Perverse and irreverent persons even dared to affirm, to the great indignation of Señor Vicente, that the whole story was a lie. Sheer envy! Ill will of the other trades, which couldn't point to such a glorious history! There was the guild chapel as proof, and in it the lantern from the prow of the vessel, which the conscienceless wretches declared dated from many centuries after the supposed battle; and there were the guild drums, and the glorious banner; and the moth-eaten hide of the lion, in which all his predecessors had encased themselves, lay now forgotten behind the altar, covered with cobwebs and dust, but it was none the less as authentic and worthy of reverence as the stones of el Miguelete.[A]

[A] A belfry in Valencia.

And above all there was his faith, ardent and incontrovertible, capable of receiving as an affront to the family the slightest irreverence toward the African lion, the illustrious friend of the guild.

The procession took place on an afternoon in June. The sons, the daughters-in-law, and the grandsons of Señor Vicente helped him to get into the costume of the lion, perspiring most uncomfortably at the mere touch of that red-stained wool. "Father, you're going to roast."—"Grandpa, you'll melt inside of this costume."

The old man, however, deaf to the warnings of the family, shook his moth-eaten mane with pride, thinking of his ancestors; then he tried on the terrifying mask, a cardboard arrangement that imitated, with a faint resemblance, the countenance of the wild beast.

What a triumphant afternoon!
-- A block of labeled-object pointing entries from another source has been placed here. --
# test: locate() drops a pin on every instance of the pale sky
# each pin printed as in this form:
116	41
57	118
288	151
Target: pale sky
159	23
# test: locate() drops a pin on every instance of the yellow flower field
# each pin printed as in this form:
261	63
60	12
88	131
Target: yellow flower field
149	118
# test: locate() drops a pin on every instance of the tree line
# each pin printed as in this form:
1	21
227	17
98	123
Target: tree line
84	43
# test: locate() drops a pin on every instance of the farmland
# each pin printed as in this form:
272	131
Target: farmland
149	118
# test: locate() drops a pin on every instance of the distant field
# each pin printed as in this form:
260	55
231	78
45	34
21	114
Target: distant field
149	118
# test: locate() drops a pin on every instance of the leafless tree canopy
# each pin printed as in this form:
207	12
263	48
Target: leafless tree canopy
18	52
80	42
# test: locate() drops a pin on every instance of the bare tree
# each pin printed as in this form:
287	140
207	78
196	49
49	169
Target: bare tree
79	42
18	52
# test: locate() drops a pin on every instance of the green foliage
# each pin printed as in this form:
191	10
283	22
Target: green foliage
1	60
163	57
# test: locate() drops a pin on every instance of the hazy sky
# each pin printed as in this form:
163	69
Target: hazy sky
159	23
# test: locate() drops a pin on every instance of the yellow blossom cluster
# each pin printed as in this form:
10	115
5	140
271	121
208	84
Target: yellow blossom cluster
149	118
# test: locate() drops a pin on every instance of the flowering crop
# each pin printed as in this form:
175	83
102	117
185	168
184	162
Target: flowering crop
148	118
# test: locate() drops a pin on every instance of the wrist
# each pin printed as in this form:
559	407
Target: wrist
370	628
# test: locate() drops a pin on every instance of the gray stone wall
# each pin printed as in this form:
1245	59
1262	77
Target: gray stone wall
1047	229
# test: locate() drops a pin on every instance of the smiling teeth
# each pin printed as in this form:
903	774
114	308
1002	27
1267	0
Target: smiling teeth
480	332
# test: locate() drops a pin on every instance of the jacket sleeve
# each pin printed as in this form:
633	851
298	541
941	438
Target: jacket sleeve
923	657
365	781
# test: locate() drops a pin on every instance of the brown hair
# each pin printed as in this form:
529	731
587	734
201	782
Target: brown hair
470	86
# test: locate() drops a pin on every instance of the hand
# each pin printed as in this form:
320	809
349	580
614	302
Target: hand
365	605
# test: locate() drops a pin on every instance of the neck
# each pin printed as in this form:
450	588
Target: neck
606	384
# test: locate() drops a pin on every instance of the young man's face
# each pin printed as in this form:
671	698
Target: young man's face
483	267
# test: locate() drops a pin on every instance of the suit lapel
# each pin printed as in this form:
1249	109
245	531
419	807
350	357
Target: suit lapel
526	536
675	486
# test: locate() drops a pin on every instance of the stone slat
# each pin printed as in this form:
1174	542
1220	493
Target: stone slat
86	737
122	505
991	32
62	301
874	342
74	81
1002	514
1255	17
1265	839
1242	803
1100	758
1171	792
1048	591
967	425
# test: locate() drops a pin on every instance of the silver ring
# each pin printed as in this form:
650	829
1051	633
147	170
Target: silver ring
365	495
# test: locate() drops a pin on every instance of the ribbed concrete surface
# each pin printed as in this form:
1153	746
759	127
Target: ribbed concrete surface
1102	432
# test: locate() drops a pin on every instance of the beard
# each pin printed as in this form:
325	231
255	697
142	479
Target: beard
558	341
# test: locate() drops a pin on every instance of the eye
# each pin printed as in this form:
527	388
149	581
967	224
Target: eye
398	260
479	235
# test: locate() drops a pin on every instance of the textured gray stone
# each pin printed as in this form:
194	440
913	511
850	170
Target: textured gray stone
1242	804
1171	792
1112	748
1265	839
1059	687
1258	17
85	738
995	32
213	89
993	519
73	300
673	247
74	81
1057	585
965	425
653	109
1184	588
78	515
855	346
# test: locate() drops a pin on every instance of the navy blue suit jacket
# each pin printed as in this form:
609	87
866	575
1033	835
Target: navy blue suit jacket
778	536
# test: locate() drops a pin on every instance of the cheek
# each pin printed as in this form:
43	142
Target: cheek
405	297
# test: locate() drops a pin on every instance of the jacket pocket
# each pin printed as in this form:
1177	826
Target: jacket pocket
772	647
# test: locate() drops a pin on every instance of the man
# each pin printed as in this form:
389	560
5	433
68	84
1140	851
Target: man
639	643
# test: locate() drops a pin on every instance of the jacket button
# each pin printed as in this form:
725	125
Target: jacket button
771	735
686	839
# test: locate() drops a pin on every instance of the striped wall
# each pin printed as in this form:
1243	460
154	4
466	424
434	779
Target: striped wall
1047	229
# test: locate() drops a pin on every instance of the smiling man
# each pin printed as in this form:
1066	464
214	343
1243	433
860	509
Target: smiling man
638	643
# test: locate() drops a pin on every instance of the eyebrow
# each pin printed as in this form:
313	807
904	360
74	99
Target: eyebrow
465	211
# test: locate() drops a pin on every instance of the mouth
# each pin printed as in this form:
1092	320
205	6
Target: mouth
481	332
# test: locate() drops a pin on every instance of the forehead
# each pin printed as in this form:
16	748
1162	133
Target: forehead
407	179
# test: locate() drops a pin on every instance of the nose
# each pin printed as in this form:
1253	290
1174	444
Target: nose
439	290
The streets crowded with spectators; the balconies decorated with bunting, and upon them rows of variegated bonnets shading fair faces from the sun; the ground covered with myrtle, forming a green, odorous carpet whose perfume seemed to expand the lungs.

The procession was headed by the standard-bearers, with beards of hemp, crowns, and striped dalmatics, holding aloft the Valencian banners adorned with enormous bats and large L's beside the coat of arms; then, to the sound of the flageolet, the retinue of wild Indians, shepherds from Bethlehem, Catalans and Majorcans; following these passed the dwarfs with their monstrously huge heads, clicking the castanets to the rhythm of a Moorish march; behind these came the giants of the Corpus and at the end, the banners of the guilds; an endless row of red standards, faded with the years, and so tall that their tops reached higher than the first stories of the buildings.

Plom! Rotoplom! rolled the drums of the blanquers,—instruments of barbarous sonority, so large that their weight forced the drummers to bow their necks. Plom! Rotoplom! they resounded, hoarse and menacing, with savage solemnity, as if they were still marking the tread of the revolutionary guild regiments, sallying forth to the encounter with the emperor's young leader,—that Don Juan of Aragon, duke of Segorbe, who served Victor Hugo as the model for his romantic personage Hernani! Plom! Rotoplom! The people ran for good places and jostled one another to obtain a better view of the guild members, bursting into laughter and shouts. What was that? A monkey?... A wild man?... Ah! The faith of the past was truly laughable.

The young members of the trade, their shirts open at the neck and their sleeves rolled up, took turns at carrying the heavy banner, performing feats of jugglery, balancing it on the palms of their hands or upon their teeth, to the rhythm of the drums.